Aquiring Video Direct To Laptop......

beatnik wrote on 6/17/2003, 12:17 PM
I do multicam shoots, I hate that it takes 3 hours to capture 3 videos to the Vegas time line. I am looking at capturing direct to disk. I have seen some of the direct to disk media out there such as Capdv, Sony's etc and they seem to be about $1,500 to $2,000
(CDN). My thoughts are to by 3 laptops at $1,500 apiece and use them to capture direct
to disk. I know that the laptops are MUCH bigger than the other media but at least I will
have 3 more computers to do other work on such as rendering 3 (actually 4, including my main desktop) videos at once (in case I get busy with more than one project!)

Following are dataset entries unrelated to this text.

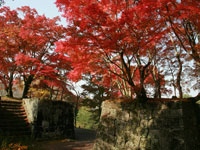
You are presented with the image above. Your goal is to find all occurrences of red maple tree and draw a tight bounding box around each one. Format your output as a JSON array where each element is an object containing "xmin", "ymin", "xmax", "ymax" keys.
[
  {"xmin": 56, "ymin": 0, "xmax": 200, "ymax": 100},
  {"xmin": 0, "ymin": 6, "xmax": 70, "ymax": 98}
]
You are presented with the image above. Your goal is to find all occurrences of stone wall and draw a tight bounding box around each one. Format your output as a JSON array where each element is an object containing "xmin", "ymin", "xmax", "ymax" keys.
[
  {"xmin": 94, "ymin": 100, "xmax": 200, "ymax": 150},
  {"xmin": 23, "ymin": 99, "xmax": 74, "ymax": 139}
]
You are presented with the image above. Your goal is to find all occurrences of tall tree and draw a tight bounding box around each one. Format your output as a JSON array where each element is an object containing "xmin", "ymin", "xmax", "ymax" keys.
[
  {"xmin": 0, "ymin": 6, "xmax": 70, "ymax": 98},
  {"xmin": 54, "ymin": 0, "xmax": 164, "ymax": 101}
]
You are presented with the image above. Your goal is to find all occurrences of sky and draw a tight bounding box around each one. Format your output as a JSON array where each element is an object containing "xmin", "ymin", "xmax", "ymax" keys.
[
  {"xmin": 4, "ymin": 0, "xmax": 66, "ymax": 25},
  {"xmin": 4, "ymin": 0, "xmax": 197, "ymax": 95}
]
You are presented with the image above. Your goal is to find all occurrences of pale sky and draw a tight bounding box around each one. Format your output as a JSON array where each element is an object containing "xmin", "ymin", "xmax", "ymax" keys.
[{"xmin": 4, "ymin": 0, "xmax": 66, "ymax": 24}]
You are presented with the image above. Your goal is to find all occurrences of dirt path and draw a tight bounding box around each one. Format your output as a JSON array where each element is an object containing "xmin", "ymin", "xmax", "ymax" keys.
[{"xmin": 35, "ymin": 129, "xmax": 95, "ymax": 150}]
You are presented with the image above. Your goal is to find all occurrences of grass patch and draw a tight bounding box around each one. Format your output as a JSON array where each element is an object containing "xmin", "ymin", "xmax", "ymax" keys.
[{"xmin": 76, "ymin": 106, "xmax": 97, "ymax": 129}]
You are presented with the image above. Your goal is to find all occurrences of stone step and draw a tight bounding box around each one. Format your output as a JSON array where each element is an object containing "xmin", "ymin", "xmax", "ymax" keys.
[{"xmin": 0, "ymin": 101, "xmax": 31, "ymax": 136}]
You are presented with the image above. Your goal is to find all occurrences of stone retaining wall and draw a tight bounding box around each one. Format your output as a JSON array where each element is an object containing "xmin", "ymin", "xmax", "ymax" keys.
[
  {"xmin": 23, "ymin": 99, "xmax": 74, "ymax": 139},
  {"xmin": 94, "ymin": 100, "xmax": 200, "ymax": 150}
]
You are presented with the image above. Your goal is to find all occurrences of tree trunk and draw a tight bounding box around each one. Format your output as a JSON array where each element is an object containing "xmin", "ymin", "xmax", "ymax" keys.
[
  {"xmin": 7, "ymin": 72, "xmax": 14, "ymax": 98},
  {"xmin": 22, "ymin": 75, "xmax": 34, "ymax": 98},
  {"xmin": 176, "ymin": 54, "xmax": 183, "ymax": 98}
]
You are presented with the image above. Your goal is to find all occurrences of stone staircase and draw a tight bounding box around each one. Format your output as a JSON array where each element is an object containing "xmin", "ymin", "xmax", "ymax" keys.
[{"xmin": 0, "ymin": 100, "xmax": 31, "ymax": 137}]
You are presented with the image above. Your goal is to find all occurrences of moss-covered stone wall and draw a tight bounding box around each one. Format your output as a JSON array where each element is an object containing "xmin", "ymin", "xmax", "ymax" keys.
[
  {"xmin": 94, "ymin": 100, "xmax": 200, "ymax": 150},
  {"xmin": 23, "ymin": 99, "xmax": 74, "ymax": 139}
]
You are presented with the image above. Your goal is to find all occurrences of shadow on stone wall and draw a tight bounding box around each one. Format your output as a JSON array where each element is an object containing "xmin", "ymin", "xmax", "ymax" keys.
[
  {"xmin": 24, "ymin": 99, "xmax": 75, "ymax": 139},
  {"xmin": 94, "ymin": 98, "xmax": 200, "ymax": 150}
]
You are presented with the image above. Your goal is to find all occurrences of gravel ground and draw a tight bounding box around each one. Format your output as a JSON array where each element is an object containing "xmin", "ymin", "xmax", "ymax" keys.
[{"xmin": 34, "ymin": 129, "xmax": 96, "ymax": 150}]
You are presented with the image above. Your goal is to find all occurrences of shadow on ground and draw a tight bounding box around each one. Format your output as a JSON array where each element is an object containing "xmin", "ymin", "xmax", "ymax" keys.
[{"xmin": 33, "ymin": 128, "xmax": 96, "ymax": 150}]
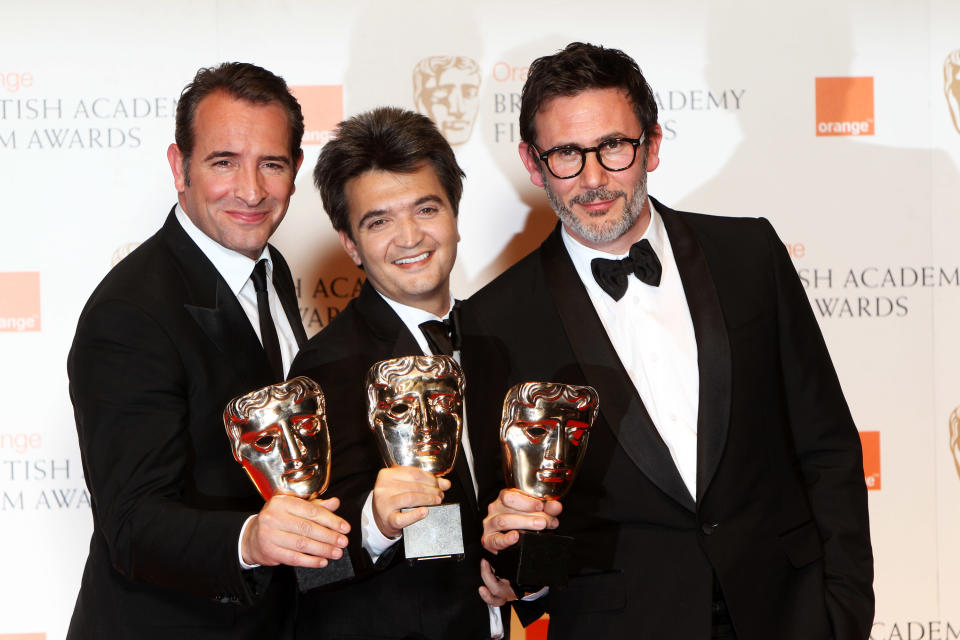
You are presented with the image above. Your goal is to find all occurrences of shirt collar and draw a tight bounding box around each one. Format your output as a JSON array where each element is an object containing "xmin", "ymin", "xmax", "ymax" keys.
[
  {"xmin": 176, "ymin": 203, "xmax": 273, "ymax": 296},
  {"xmin": 560, "ymin": 198, "xmax": 666, "ymax": 274},
  {"xmin": 374, "ymin": 289, "xmax": 453, "ymax": 336}
]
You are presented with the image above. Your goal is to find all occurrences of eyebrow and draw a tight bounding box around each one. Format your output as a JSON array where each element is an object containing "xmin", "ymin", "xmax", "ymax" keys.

I guess what I am looking for is some advice, pro's, con's, experiences.

Thanks

Alex

Comments

Jsnkc wrote on 6/17/2003, 1:31 PM
I wouldn't get laptops I have found them to be pretty useless in the editing world since they are so hard to upgrade and usually come with smaller hard drives. I get at least 1 person a week that brings in their laptop with all their video on it, and they still have 10 minutes left of footage to capture but they are out of hard drive space and expect me to be able to cram 10 minutes more on there, plus all the rendered files without deleting anything. What I would do is get a few of those little shuttle PC's, put a huge hard drive in each of them and use them to capture directly to, it will probably be about half the price of a laptop
24Peter wrote on 6/17/2003, 3:03 PM
The laptops are a good idea - if you can capture direct in Vegas (I haven't tried it yet but will.) There are also a few cheaper hard disk capture device solutions. ADS has one but it has some weird format. Then there's this one: http://www.shining.com/

I think the Shining is around $800. But today you can get a laptop with a 40-60GB hard drive (3-4.5 hrs of DV video) and a fast processor for $1500. Let us know how it works.